The Las Vegas Raiders’ offense had been on a roll in the offseason lists. Not anymore.
In this summer of NFL rankings, Pro Football Focus (PFF) ranked the wide receiver units across the NFL, and the Raiders are slotted at a lowly No. 28. That, of course, means PFF is saying there are only four lesser receiver groups in the league heading into the 2020 season. That’s pretty rough.
PFF is an analytics-based site, so their rankings are influenced by metrics. It must also be noted that its criteria put the entire unit into account, not just individuals. Various Las Vegas units and players have fared well with PFF very recently, as the site had just ranked the Raiders’ tight ends as the No. 8 best such group in the NFL.
It’s not a surprise the Raiders’ receivers are ranked low, because the corps is a work in progress. Rookie Henry Ruggs III, who will play a major role for the offense, has big promise, but he is unproven — as is third round pick, Bryan Edwards.
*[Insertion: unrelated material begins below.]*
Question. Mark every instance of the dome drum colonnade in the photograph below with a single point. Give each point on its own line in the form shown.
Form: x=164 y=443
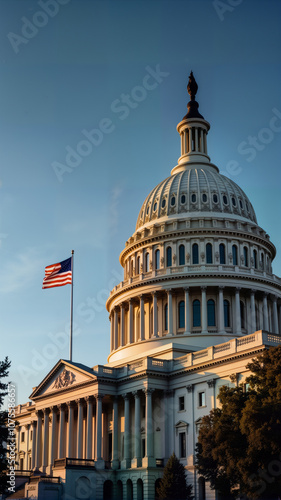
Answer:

Veterans Tyrell Williams and Hunter Renfrow are quality players, but they need help.
Here is some of PFF’s reasoning on why the Raiders’ receivers are being ranked low:
The Raiders receivers finished with a 62.8 receiving grade last season, second-worst in the league. They had their pick of any receiver in the draft and went with the fastest option in Henry Ruggs III, who ran a 4.27 at the NFL scouting combine. That speed shows up on the field, too, as Ruggs can get behind the defense or take it to the house on screens or slants. The question is how much he’ll be fed and if he’ll be treated like a true No. 1. Even if Ruggs is an 80-to-100-target receiver who creates big plays and alters game plans, he’ll add the proper first-round value, but Las Vegas’ expectations might be even higher. Hunter Renfrow was the highest-graded receiver on the team a year ago, at 75.5 overall, as the rookie caught 49 passes for 605 yards and became a valuable weapon in the slot. Tyrell Williams was signed to stretch the field, and he produced along his career baseline with a 66.7 receiving grade while averaging 15.5 yards per reception. He is a complementary piece who will be most effective if Ruggs does draw most of the defense’s attention.
I can see how Raiders fans would be annoyed by the low ranking, but the truth is, this group is more unproven than it is lousy. If all goes to Jon Gruden’s plan, this group has a chance to be ranked much higher in 2021. And of course, all that matters is that they perform on the field, no matter where they’re ranked.